How to metric

Lesson 1: Use Percentiles

Alternate title: avoid averages like the plague.

  1. Percentiles aren’t skewed by outliers like averages are.
  2. Every percentile data point is an actual user experience, unlike averages.

Lesson 2: Use Alarms

This one is obvious. A metric without an alarm is a manual chore you’ve assigned yourself, dooming you to one of two fates:

  • Fate 1: You’ll never look at it
  • Fate 2: You’ll force yourself to review it on a schedule (boring)

Lesson 3: Adaptive Thresholds

Most metrics have predictable cycles. Perhaps your traffic grows during daytime hours and shrinks during nighttime hours. A flat threshold won’t notify you if there is an unusual traffic spike at night.

Lesson 4: Missing Metrics

It’s natural to think about alarm thresholds, but what if a metric stops reporting? The absence of a metric can be just as bad as a metric that breaches a threshold. For every alarm you create, you should have a corresponding alarm that fires if the metric stops reporting. Like regular alarms, these should also have a grace period to avoid false alarms if the metric recovers on its own (or maybe use a daytime alarm in this case).

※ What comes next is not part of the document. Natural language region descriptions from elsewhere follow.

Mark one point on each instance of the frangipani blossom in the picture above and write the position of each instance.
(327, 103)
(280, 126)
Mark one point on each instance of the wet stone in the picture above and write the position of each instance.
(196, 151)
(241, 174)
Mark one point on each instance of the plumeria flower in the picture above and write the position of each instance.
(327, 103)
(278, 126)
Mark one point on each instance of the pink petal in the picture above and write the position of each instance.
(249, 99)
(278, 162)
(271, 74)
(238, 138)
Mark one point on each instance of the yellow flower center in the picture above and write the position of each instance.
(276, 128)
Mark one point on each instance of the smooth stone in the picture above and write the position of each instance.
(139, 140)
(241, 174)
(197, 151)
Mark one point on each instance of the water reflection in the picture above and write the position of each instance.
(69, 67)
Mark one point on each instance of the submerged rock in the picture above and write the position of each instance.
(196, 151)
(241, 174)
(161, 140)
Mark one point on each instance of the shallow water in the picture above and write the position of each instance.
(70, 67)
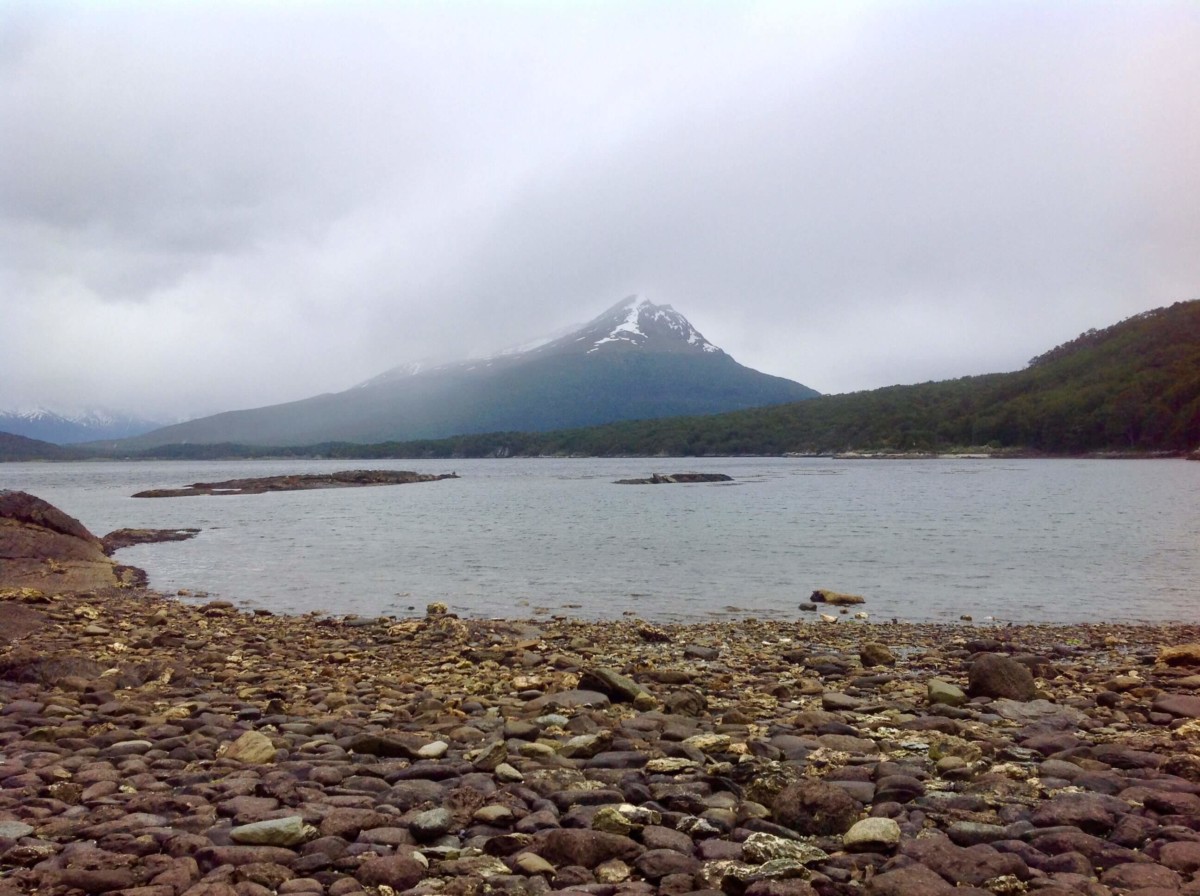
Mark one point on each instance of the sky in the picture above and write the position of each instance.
(207, 206)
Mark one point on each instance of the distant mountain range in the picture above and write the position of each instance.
(73, 428)
(636, 361)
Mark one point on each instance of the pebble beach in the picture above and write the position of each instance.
(157, 747)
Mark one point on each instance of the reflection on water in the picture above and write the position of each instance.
(924, 540)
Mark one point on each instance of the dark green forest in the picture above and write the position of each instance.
(1133, 388)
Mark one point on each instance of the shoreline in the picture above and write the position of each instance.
(196, 749)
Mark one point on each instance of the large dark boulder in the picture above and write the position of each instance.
(995, 675)
(43, 548)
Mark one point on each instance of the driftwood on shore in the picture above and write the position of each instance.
(298, 482)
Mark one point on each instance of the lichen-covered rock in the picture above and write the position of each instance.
(815, 807)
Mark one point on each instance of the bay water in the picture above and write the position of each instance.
(930, 540)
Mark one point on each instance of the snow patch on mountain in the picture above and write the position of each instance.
(643, 317)
(70, 427)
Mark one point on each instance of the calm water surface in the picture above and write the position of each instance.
(923, 540)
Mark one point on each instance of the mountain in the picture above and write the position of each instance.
(73, 428)
(635, 361)
(18, 448)
(1132, 388)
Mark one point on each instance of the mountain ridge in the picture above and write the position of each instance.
(75, 428)
(636, 360)
(1128, 390)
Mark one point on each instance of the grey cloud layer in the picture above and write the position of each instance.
(217, 206)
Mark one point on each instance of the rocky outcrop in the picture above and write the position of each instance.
(835, 599)
(43, 548)
(120, 539)
(676, 477)
(343, 479)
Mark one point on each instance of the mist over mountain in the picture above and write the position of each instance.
(63, 428)
(635, 361)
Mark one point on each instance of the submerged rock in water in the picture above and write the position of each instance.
(676, 477)
(835, 599)
(297, 482)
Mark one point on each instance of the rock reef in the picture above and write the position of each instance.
(676, 477)
(343, 479)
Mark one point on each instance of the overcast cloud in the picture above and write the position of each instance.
(207, 206)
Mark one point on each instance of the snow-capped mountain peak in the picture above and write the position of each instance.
(639, 322)
(75, 426)
(634, 323)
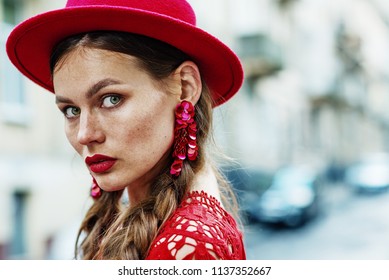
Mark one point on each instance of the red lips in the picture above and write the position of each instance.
(100, 163)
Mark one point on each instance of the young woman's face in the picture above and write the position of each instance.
(117, 117)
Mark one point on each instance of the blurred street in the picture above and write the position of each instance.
(350, 226)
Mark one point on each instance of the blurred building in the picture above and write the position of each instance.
(43, 186)
(316, 88)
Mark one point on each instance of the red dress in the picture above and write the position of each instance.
(199, 229)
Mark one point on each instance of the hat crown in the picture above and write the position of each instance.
(178, 9)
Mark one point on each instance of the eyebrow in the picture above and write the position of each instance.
(91, 91)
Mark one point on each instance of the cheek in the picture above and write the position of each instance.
(72, 138)
(154, 134)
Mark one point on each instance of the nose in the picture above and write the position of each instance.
(90, 130)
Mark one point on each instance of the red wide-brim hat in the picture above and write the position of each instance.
(30, 44)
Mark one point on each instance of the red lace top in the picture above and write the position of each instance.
(199, 229)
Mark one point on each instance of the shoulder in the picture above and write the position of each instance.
(199, 229)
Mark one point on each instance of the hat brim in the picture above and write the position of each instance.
(30, 44)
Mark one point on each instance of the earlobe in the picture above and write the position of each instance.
(190, 78)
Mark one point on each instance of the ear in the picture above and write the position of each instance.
(189, 77)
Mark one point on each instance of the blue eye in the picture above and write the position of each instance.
(111, 101)
(71, 112)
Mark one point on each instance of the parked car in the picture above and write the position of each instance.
(292, 198)
(370, 174)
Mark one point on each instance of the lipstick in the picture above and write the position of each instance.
(100, 163)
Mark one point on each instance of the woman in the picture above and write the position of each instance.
(136, 82)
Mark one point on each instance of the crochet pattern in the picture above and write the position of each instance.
(200, 229)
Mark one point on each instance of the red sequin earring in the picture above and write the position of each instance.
(185, 144)
(95, 191)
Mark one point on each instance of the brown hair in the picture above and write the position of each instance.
(116, 232)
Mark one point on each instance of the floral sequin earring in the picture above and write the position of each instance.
(185, 145)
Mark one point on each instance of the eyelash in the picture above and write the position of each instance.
(105, 97)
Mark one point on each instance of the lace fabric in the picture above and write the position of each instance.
(200, 229)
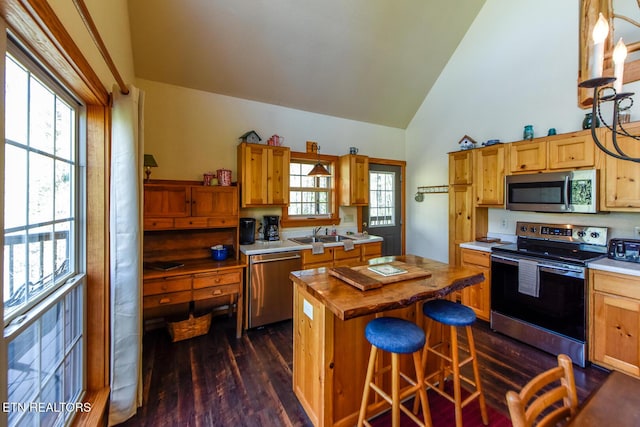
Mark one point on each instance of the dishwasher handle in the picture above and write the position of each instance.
(282, 258)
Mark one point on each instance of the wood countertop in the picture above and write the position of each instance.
(347, 302)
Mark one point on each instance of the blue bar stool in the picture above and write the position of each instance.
(454, 315)
(396, 336)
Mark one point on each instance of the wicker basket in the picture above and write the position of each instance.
(192, 327)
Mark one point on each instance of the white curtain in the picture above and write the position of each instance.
(127, 149)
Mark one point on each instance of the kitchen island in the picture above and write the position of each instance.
(330, 351)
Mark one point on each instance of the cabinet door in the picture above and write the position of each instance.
(617, 333)
(214, 201)
(488, 172)
(460, 167)
(278, 176)
(166, 200)
(622, 191)
(354, 180)
(254, 175)
(460, 219)
(528, 156)
(478, 297)
(574, 151)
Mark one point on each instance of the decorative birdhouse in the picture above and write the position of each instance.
(251, 137)
(467, 143)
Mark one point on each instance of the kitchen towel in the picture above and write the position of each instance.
(348, 245)
(528, 280)
(317, 248)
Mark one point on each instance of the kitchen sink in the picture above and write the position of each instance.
(323, 239)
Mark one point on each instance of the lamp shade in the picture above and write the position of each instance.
(149, 161)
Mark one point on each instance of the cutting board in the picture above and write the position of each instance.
(364, 279)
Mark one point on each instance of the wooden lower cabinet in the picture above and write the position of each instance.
(330, 360)
(615, 334)
(172, 295)
(478, 297)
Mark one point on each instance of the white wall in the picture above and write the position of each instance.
(517, 65)
(190, 131)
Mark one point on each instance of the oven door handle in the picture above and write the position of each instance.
(504, 260)
(577, 273)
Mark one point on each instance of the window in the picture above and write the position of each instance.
(43, 288)
(309, 196)
(381, 199)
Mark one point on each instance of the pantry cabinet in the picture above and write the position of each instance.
(354, 180)
(478, 297)
(615, 334)
(488, 175)
(263, 175)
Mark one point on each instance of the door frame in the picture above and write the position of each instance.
(403, 211)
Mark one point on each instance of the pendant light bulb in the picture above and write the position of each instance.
(318, 169)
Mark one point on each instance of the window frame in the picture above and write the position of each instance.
(334, 218)
(35, 69)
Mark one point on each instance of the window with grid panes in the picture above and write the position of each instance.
(309, 196)
(381, 199)
(44, 282)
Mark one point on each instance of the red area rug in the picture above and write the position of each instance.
(443, 415)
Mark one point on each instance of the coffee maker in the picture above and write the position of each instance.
(270, 227)
(247, 231)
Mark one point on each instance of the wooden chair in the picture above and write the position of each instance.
(540, 397)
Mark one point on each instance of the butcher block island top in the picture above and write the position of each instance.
(347, 302)
(330, 351)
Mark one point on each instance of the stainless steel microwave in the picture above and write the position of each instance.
(570, 191)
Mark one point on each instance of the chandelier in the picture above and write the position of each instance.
(602, 93)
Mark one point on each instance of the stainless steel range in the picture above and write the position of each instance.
(538, 286)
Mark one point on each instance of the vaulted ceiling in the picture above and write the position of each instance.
(367, 60)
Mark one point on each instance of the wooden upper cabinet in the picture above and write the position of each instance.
(166, 200)
(354, 180)
(528, 156)
(214, 201)
(575, 150)
(488, 175)
(263, 174)
(180, 206)
(460, 220)
(621, 180)
(461, 167)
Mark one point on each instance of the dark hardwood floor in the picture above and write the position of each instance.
(218, 380)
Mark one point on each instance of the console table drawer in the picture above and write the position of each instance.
(216, 291)
(166, 299)
(216, 279)
(162, 286)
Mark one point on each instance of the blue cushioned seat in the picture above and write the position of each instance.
(394, 335)
(449, 313)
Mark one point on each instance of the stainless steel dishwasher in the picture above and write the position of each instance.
(269, 289)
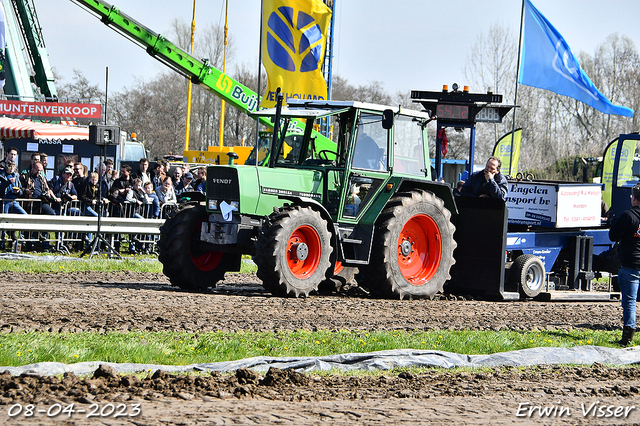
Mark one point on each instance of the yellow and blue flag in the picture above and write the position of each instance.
(504, 149)
(548, 63)
(294, 41)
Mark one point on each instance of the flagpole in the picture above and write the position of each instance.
(515, 96)
(224, 71)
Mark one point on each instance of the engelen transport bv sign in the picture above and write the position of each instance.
(20, 109)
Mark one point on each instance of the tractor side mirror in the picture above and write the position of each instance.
(387, 119)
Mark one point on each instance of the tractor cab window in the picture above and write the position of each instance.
(371, 144)
(290, 150)
(361, 190)
(264, 141)
(408, 146)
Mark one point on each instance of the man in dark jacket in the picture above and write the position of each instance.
(627, 230)
(489, 183)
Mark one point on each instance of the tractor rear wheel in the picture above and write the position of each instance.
(342, 277)
(528, 273)
(184, 259)
(293, 252)
(412, 250)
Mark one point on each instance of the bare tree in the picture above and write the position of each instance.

Lesson 5: Regular Automated Reviews

Things change. Make sure your alarms change with them. For example, let’s say you recently shipped some new code which drastically improves the runtime speed of your application. You have some alarms that will tell you if performance gets worse, but their thresholds are based on the old (slow) performance. These need to be updated now, but how would you remember that? The answer is that you should build mechanisms to take care of this for you.

Lesson 6: What to Measure

I like the Etsy philosophy: measure everything. But sometimes I need a little inspiration to think of the specific metrics I should be measuring. To help get the creative juices flowing, I like to ask myself these kinds of questions:

  • What are my customers trying to achieve when they use my software?
  • What decisions do customers have to make when using my software (click this or click that)? What do they chose?
  • What are my important business objectives?
  • When my software fails, how will that manifest?
  • What are the basic operating needs of my software (CPU, memory, network access, disk usage, performance of downstream dependencies)? How can I measure that those needs are being met?
  • In the code my team wrote last week, what would my boss ask me about?
  • What are the performance requirements of my software?
  • P50, P90, P99 latency. This is the amount of time the server spends processing each HTTP request, between the time the request arrives at your code, and the time your code generates the response. Slice this per URL pattern.
  • Latency breakdown: time spent in application code, time spent waiting for the database, cache, or downstream services. There are tools that do this like New Relic (but last I checked, New Relic only used averages and not percentiles, ugh).
  • Number of requests that result in response code 2xx, 3xx, 4xx, and 5xx. Set alarms on the last 2. A 4xx alarm may tell you that your clients can’t figure out how to use your API. A 5xx alarm tells you you’ve got serious issues. Use both absolute counts and rates. Example: alarm if the 5xx rate exceeds 0.025% of all requests.
  • Number of GET, PUT, POST, DELETE, etc. requests.
  • Total number of requests. Set an alarm that tells you if traffic surges unexpectedly, or if request counts go to zero!
  • Application-specific load times (P50, P90, P99). Twitter uses time to first tweet. We use the performance API to determine how long it took before the user could start interacting with our page. What is the best measure of your application’s startup time?
  • P50, P90, P99 request and response payload sizes.
  • P50, P90, and P99 gzip compression ratio. How much is gzip helping your clients? Are your payloads actually compressible?
  • Number of load balancer spillovers. How often are your inbound requests rejected because your web servers are at capacity.
  • Cache hit and miss counts.
  • P0, P50, and P100 for the sizes of objects stored in your cache.
  • The basic host metrics: disk utilization, disk I/O rate, memory utilization, and cpu utilization. One very useful metric lots of people don’t think of is load average, which tells you how well your hardware (including disk and network) is keeping up with the demands of your software.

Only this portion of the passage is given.